When the decisive four-man group at Dwars door Vlaanderen formed on the Paterberg, it contained two rainbow jersey winners from the 2012 World Championships in Valkenburg. Philippe Gilbert, winner of the elite road race that day, was key to shredding the lead group, with the winner of the U23 title, Alexey Lutsenko, one of only three riders able to stay in touch.
In the end, both had to settle for the podium as tactics rather than legs decided the outcome, with Gilbert’s lesser-decorated Quick-Step Floors teammate Yves Lampaerts disappearing up the road in the final 10km.
Lutsenko, a great hope at Astana and seen as something of a successor to Alexander Vinokourov as the next star Kazakh rider, was greeted with high fives, cheers, and cries of ‘good job’ as he arrived back at the Astana bus after his trip to the podium.
‘Fifty-fifty’ was how the 24-year-old himself felt about his ride. “I’m happy with the podium because it’s a great result, but of course I’m slightly disappointed because it could have been better and maybe I could have won this race today, because I felt really good,” he told Cyclingnews and a Belgian reporter.
“But Quick-Step was clearly the strongest team, they had two guys at the front and that made it really hard to invent something. It was a good result, though, and a good performance, and I hope that I can get even more out of the coming races.”
Lutsenko’s performance was all the more impressive given the amount of work he had to do for teammate Matti Breschel. The pair found themselves at the head of affairs when Gilbert attacked on the Berendries with over 75km remaining, and Lutsenko set about doing long turns to help the lead group of nearly 20 maintain its advantage.
When it came to the Paterberg, however, it became clear he was the stronger of the two.

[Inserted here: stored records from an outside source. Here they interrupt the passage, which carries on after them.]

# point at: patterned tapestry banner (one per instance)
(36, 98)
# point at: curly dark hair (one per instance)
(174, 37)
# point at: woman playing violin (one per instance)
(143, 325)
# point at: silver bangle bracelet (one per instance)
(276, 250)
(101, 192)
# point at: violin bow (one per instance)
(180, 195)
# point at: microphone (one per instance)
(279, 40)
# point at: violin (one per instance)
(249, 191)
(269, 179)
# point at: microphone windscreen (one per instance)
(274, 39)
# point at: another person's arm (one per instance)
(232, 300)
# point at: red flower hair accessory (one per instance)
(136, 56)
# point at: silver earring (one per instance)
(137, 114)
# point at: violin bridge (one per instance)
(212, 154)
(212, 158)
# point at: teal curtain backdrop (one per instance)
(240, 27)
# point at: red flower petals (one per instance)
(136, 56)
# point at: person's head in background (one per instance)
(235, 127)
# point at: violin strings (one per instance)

“Initially I was helping Matti Breschel, and I took the initiative and tried to work at the front of the group, but when Gilbert went on the Paterberg, I simply followed and it was down to four of us – and then there was no time to think about Matti. I just tried to do my own race from then on, and it worked well,” said Lutsenko, who was subsequently outmanoeuvred in the closing stages.
“It was a long and hard race, and I thought if I attacked I’d spend too much energy – possibly for nothing, so I preferred to wait for a sprint, because I was quite confident in myself and my sprint. As it turned out, when Lampaerts attacked, he went away, and we were left as three. In a sprint of three normally I’d think I could do it but Gilbert attacked a bit earlier, and I could not catch his wheel, but that’s how it is.”

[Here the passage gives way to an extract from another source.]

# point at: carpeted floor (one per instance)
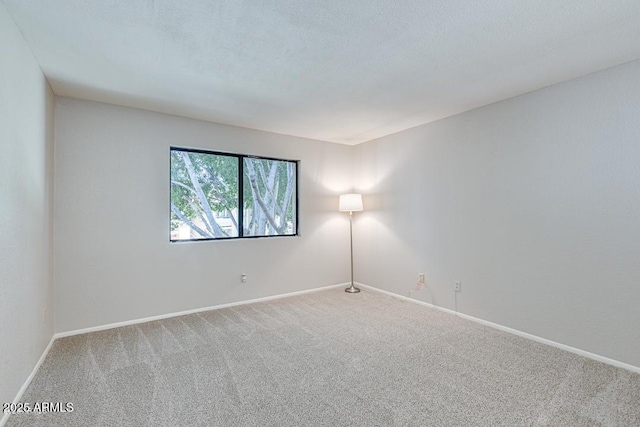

A burgeoning cobbled classics talent
The Ardennes Classics have featured heavily on Lutsenko’s race programme since he turned pro with Astana in 2013, but he also feels right at home on the cobbles, which are becoming an increasingly important part of his career.
Whereas he failed to finish Liege-Bastogne-Liege on his first two appearances in 2013 and 2014, his introduction to the Tour of Flanders has been much more promising – 22nd in 2015 and 14th last year.
“I really like the cobbled races, I’ve been doing them for a few years, getting more and more experienced,” he said.
“I have got to know these roads really well since U23 level. I used to race a lot in Belgium, so I know the roads and the climbs very well now, and those steep climbs between one and two kilometres suit me very well.”
Lutsenko will ride a fairly full Flemish Classics programme, with E3-Harelbeke next up on Friday, followed by Gent-Wevelgem on Sunday and De Ronde the following Sunday.
“Last year I was 14th at Flanders, and I don’t think that’s the limit for me. This year I’m even better prepared, and I have felt really good recently,” he added.
“This result will give me more confidence ahead of the next races, so we will see how it goes. I like these races a lot and I think there’s still room for improvement in the next years.”